?Presidente participa de evento sobre mudanças no eSocial para janeiro
O governo federal deve anunciar em janeiro mudanças no
eSocial, que deve passar por ampla simplificação, antecipou o secretário
especial de Previdência e Trabalho do Ministério da Economia, Rogério Marinho.
“Vamos apresentar o novo modelo muito mais simplificado e desburocratizado e
também vamos apresentar um novo modelo para micro, pequenos e médios
empresários”, afirmou ele, lembrando que o eSocial tinha cerca de 2000 mil
layouts no início do ano e deve reduzir para 500 no início de 2020. “O eSocial
vai mudar para tornar o ambiente de negócios melhor”, declarou ele, durante
seminário, promovido pelo Conselho das Federações Empresariais de Santa
Catarina (COFEM), nesta quinta-feira (5), na FIESC, em Florianópolis, com a
participação de mais de 350 lideranças empresariais de todo o estado.
O eSocial é um sistema pelo qual as empresas comunicam ao
governo federal, periodicamente, indicadores de saúde e segurança do
trabalhador, informações trabalhistas, previdenciárias, tributárias e fiscais.
Durante a palestra, Marinho fez um panorama das diversas medidas tomadas pelo
governo ao longo do ano em áreas como a fiscal, econômica, privatizações e
concessões e chamou a atenção para a modernização das Normas Regulamentadoras
(NRs). “Quando cheguei na Secretaria, sabia que era complicado, mas não sabia
que era tanto.
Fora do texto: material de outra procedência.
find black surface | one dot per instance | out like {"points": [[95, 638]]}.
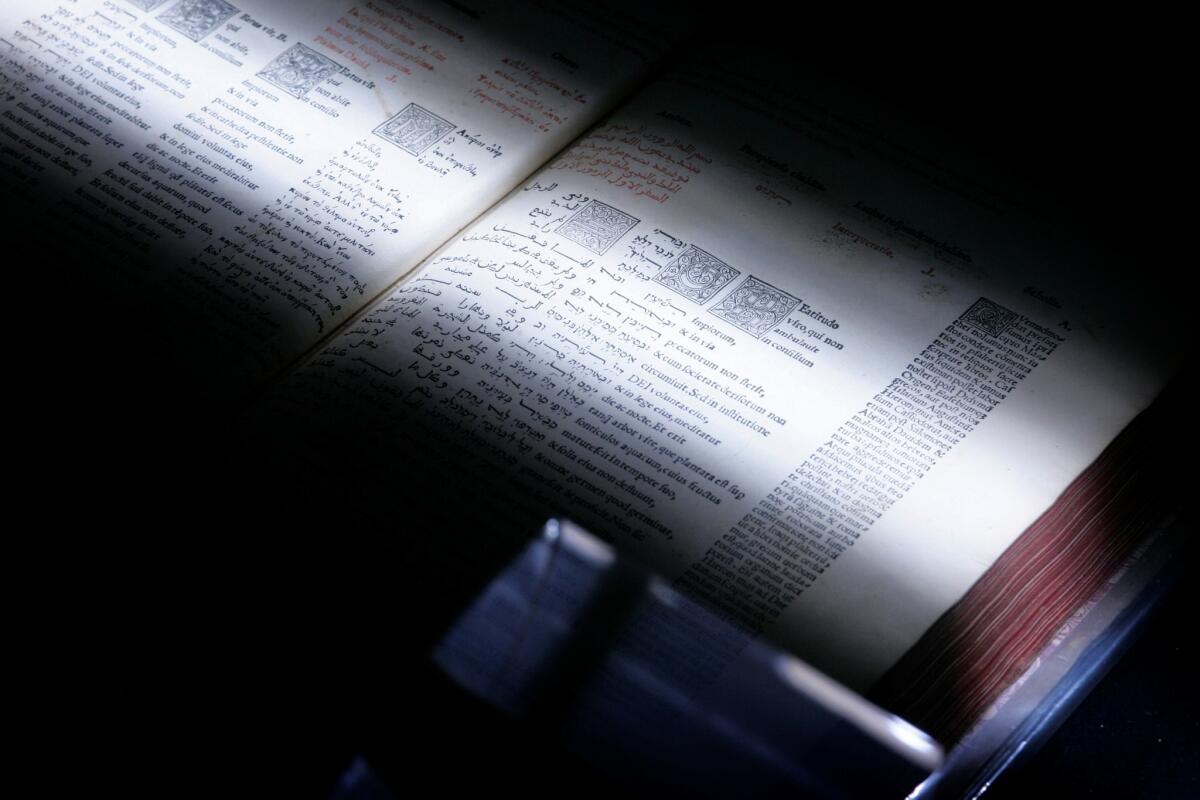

As 37 NRs da saúde e segurança do trabalho permitiam 6.970 tipos
de multas. Estabelecemos um grupo de trabalho para fazer a customização das
normas dentro da comissão tripartite. As 10 primeiras NRs já foram customizadas
e as outras serão melhoradas ao longo de 2020. Estamos num processo gradativo
de alinhar sem perder de vista a segurança e a saúde de quem trabalha”,
explicou.
Outro assunto abordado foi a Medida Provisória 905/19, que
institui o Programa Verde e Amarelo. Uma das metas é gerar 1,8 milhão de vagas
para os jovens nos próximos três anos. “O programa é extenso e estamos
colocando que, preferencialmente, esse jovem seja treinado pelo Sistema S. A
ideia é propiciar aos jovens que buscam o primeiro emprego um atrativo porque
mesmo quando melhora a economia, quem entra por último no vagão do crescimento
são os que buscam o primeiro emprego”, observou.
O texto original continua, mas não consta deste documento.